There is some comfort in knowing that the present economic shutdown has dramatically reduced global carbon emissions to a degree unimaginable at the start of this year. The International Energy Agency estimates that CO2 emissions will drop by eight per cent just this year.
We can expect that to continue well into next year and maybe beyond. That would be about the level of decline needed over most of the next decade to get down to “safe” limits, but it is exactly the opposite what every business and political leader is advocating.

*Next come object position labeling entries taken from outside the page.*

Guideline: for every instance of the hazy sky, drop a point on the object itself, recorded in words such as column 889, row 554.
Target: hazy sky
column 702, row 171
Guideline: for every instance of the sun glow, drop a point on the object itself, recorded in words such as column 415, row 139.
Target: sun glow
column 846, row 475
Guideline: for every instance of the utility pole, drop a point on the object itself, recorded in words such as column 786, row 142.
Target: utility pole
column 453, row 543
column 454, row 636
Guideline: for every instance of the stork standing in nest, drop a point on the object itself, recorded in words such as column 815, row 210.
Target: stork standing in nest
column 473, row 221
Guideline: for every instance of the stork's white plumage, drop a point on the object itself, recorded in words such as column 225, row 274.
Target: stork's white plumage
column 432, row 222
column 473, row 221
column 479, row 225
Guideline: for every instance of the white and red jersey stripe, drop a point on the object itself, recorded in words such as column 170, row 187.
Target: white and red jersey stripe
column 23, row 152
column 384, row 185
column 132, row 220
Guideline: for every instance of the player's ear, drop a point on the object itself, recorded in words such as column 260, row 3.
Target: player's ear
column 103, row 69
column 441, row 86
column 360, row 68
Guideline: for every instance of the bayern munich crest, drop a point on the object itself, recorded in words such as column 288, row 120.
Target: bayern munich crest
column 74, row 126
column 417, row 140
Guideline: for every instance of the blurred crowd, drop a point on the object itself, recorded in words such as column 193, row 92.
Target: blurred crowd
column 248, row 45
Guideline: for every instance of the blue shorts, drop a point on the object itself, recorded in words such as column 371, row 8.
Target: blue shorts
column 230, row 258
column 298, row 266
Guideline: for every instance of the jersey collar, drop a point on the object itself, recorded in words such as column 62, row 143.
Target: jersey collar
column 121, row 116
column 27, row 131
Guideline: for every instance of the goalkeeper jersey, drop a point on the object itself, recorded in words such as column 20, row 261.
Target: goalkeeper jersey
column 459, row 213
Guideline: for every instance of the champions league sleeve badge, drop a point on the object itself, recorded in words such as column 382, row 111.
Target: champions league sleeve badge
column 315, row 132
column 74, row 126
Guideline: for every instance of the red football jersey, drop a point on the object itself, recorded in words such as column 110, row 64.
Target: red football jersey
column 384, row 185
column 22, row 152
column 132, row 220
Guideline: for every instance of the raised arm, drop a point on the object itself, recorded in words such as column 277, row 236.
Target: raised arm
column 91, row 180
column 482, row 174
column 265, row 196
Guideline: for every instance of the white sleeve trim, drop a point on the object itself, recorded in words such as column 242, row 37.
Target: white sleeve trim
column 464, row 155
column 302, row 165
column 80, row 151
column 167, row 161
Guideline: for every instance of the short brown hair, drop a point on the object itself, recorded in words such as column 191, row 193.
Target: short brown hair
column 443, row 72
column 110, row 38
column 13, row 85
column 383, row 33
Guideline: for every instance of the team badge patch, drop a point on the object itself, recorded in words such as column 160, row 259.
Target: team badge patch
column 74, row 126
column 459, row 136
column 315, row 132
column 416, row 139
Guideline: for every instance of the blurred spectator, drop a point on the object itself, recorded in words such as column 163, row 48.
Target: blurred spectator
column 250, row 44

This will be the challenge for the premier’s recovery council. The impact of climate change, already being felt in our economic and social life, will only grow over time. The council will have to reckon with that, yet it lacks anyone who can help it understand the nature and depth of that challenge.
This should not stop it from consulting scientific expertise and exploring existing proposals addressing such climate challenges as transitioning away from fossil fuels, supporting more climate-friendly agriculture, and addressing our notoriously high levels of waste.
The coronavirus, which evidence shows originated in nature and not a laboratory as some politicians have claimed, has succeeded in knocking out the global economy and causing general chaos. Climate change is another force of nature. Accelerated by carbon emissions from regrowing economies, it will deliver the same, and much more.
Peter Gutwein has shown he is able to abandon partisan mindsets and treat a situation on its merits alone, drawing on the best professional advice – exactly the kind of mental agility and resilience we will need at the top as the climate challenge rolls over the top of the post-pandemic recovery.